Come anticipato da
Affaritaliani.it (che tuttavia aveva ipotizzato il Messico), ieri
Luxottica ha annunciato l'ingresso nel settore retail sudamericano tramite l'acquisizione, per 40 milioni di euro, del 40% di Multiopticas Internacional. Quest'ultima, che nel 2008 ha totalizzato un giro d'affari pari a 60 milioni di euro, controlla oltre 390 negozi di ottica distribuiti in Cile, Perù, Ecuador e Colombia. La società guidata dall'amministratore delegato,
Andrea Guerra, inoltre, può contare su una opzione call sul restante 60% di Multiopticas da esercitare nel periodo 2012-2014. L'operazione, che sarà perfezionata e giugno, sancisce dunque lo sbarco del gruppo di Agordo sul segmento retail del Sudamerica, dove finora era presente solo nel wholesale, ossia nel settore della vendita all'ingrosso.

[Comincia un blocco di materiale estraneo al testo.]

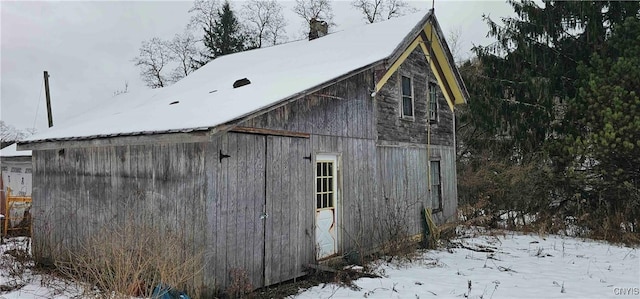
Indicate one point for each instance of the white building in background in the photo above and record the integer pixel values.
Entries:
(16, 168)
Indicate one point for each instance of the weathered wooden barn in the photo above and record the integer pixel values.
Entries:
(269, 159)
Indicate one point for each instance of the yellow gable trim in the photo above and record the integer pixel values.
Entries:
(440, 67)
(447, 68)
(397, 63)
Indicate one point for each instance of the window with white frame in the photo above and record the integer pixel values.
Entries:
(436, 186)
(407, 96)
(433, 102)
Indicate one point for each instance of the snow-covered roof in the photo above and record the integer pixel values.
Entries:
(206, 98)
(12, 151)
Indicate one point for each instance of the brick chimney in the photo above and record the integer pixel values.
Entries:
(317, 28)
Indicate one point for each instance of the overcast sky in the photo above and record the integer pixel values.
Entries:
(88, 46)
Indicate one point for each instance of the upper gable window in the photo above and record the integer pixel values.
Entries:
(407, 97)
(433, 102)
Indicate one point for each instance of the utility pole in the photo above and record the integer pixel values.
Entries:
(46, 90)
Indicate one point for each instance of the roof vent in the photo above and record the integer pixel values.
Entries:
(241, 82)
(317, 28)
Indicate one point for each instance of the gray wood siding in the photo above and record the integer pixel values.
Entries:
(447, 157)
(343, 109)
(358, 195)
(289, 226)
(392, 127)
(236, 201)
(80, 191)
(405, 187)
(216, 205)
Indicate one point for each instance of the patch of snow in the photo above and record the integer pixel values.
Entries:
(520, 266)
(207, 98)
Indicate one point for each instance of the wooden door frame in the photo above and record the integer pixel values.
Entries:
(337, 156)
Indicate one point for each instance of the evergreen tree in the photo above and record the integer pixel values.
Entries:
(605, 145)
(531, 70)
(223, 36)
(558, 90)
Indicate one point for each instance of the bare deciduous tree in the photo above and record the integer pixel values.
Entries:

Sebbene in generale la notizia sia stata accolta positivamente da analisti ed esperti di mercato che tendono a sottolineare la valenza strategica del deal,
gli stessi ritengono che l'effettivo impatto sul bilancio sia di fatto trascurabile. Non solo, ma secondo qualcuno Luxottica
avrebbe speso troppo. E' il parere degli esperti di
Intesa SanPaolo, che nella nota odierna, in cui confermano il consiglio di vendita ("sell") sull'azione del gruppo dell'occhialeria con un
target price collocato a 12,3 euro, spiegano che "il prezzo della transazione è in linea con i multipli,
elevati, pagati dalla stessa Luxottica nel 2006 e nel 2007 per rilevare le catene cinesi e con quelli pagati da Safilo per rilevare i 45 negozi messicani all'inizio dello scorso anno". In linea quindi con quanto messo sul piatto in periodi in cui non soffiavano certo i venti di crisi attuali, che in linea teorica avrebbero dovuto quantomeno spingere al ribasso i prezzi dell'M&A (fusioni e acquisizioni).
In ogni caso, gli esperti concordano nel ritenere che l'impatto dell'acquisizione sui numeri di bilancio sia trascurabile. A parere degli analisti di Centrobanca, che reputano
Luxottica un'azione sopravvalutata ("overvalued" con target price a 13 euro), "l'operazione di fatto non incide sui fondamentali della società, poiché
pesa per meno dell'1% sulle vendite".